Senin, 01 Februari 2010

Resensi Novel Negeri 5 Menara

        Seumur hidupnya Alif tidak pernah menginjak tanah di luar Minangkabau. Masa kecilnya dilalui dengan berburu durian runtuh di rimba Bukit Barisan, main bola disawah dan mandi di air biru Danau Maninjau. Tiba-tiba dia harus melintasi punggung Sumatera menuju sebuah desa dipelosok Jawa Timur. Ibunya ingin dia menjadi Buya Hamka walau Alif ingin menjadi Habibie. Dengan setengah hati dia mengikuti perintah ibunya: belajar di Pondok.

         Dihari pertama di Pondok Madani (PM), Alif terkesima dengan “mantera” sakiti man jadda wa jadda”. Siapa yang bersungguh-sungguh pasti sukses.
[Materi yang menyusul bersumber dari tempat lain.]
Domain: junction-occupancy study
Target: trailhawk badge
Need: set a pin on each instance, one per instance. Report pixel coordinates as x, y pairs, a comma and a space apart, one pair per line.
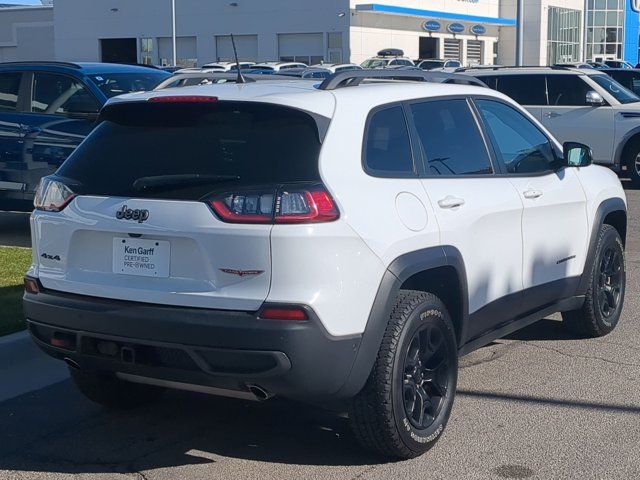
128, 214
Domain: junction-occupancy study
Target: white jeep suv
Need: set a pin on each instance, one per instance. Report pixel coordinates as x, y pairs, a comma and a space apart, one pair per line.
339, 243
584, 105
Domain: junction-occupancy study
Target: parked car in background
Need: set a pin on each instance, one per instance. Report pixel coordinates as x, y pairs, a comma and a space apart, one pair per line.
390, 57
46, 110
618, 64
627, 77
437, 64
227, 66
170, 69
599, 65
337, 67
275, 67
584, 105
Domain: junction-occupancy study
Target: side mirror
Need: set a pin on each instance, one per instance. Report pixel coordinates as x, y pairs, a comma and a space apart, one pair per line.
594, 98
577, 155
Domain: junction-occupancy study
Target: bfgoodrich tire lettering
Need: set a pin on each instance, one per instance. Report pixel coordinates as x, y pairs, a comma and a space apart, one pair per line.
606, 289
405, 405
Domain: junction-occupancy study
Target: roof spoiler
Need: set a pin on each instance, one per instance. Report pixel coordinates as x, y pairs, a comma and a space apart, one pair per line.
353, 78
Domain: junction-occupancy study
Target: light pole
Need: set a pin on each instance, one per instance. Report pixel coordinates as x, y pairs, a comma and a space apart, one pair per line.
519, 32
173, 18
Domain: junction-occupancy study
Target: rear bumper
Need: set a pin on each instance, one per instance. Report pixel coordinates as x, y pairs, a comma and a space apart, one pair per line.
227, 350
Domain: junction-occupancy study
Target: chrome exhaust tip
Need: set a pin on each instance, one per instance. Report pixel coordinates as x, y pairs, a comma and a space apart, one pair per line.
72, 363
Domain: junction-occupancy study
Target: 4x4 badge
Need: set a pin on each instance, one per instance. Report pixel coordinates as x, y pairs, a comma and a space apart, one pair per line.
242, 273
128, 214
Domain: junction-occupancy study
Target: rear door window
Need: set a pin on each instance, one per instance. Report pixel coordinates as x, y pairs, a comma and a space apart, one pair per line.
185, 151
61, 95
567, 91
521, 147
388, 147
451, 140
527, 90
9, 89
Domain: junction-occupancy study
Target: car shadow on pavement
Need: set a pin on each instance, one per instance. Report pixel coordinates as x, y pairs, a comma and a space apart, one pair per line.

Dipersatukan oleh hukuman jewer berantai, Alif berteman dengan Raja dari Medan, Said dari Surabaya, Dulmajid dari Sumenep, Atang dari Bandung dan Baso dari Gowa. Di bawah menara masjid, mereka menunggu maghrib sambil menatap awan lembayung yang berakar ke ufuk. Awan-awan itu menjelma menjadi Negara dan benua impian masing-masing. Ke mana impian membawa mereka? Mereka tidak tahu. Yang mereka tahu adalah: jangan pernah remehkan impian, walau setinggi apapun. Tuhan sungguh Maha Mendengar.

         Negeri 5 Menara adalah buku pertama dari sebuah trilogy. Ditulis oleh A. Fuadi, mantan wartawan TEMPO dan VOA, penyuka fotografi, yang kini menjadi Direktur Komunikasi di sebuah NGO konservasi. Alumni Pondok Modern Gonto, HI Unpad, George Washington University, dan Royal Holloway, University of London ini meniatkan setengah royalty trilogy ini untuk membangun Komunitas Menara, sebuah organisasi sosial berbasis volunteerism yang ingin menyediakan sekolah, perpustakaan, klinik dan dapur umum gratis buat kalangan yang tidak mampu.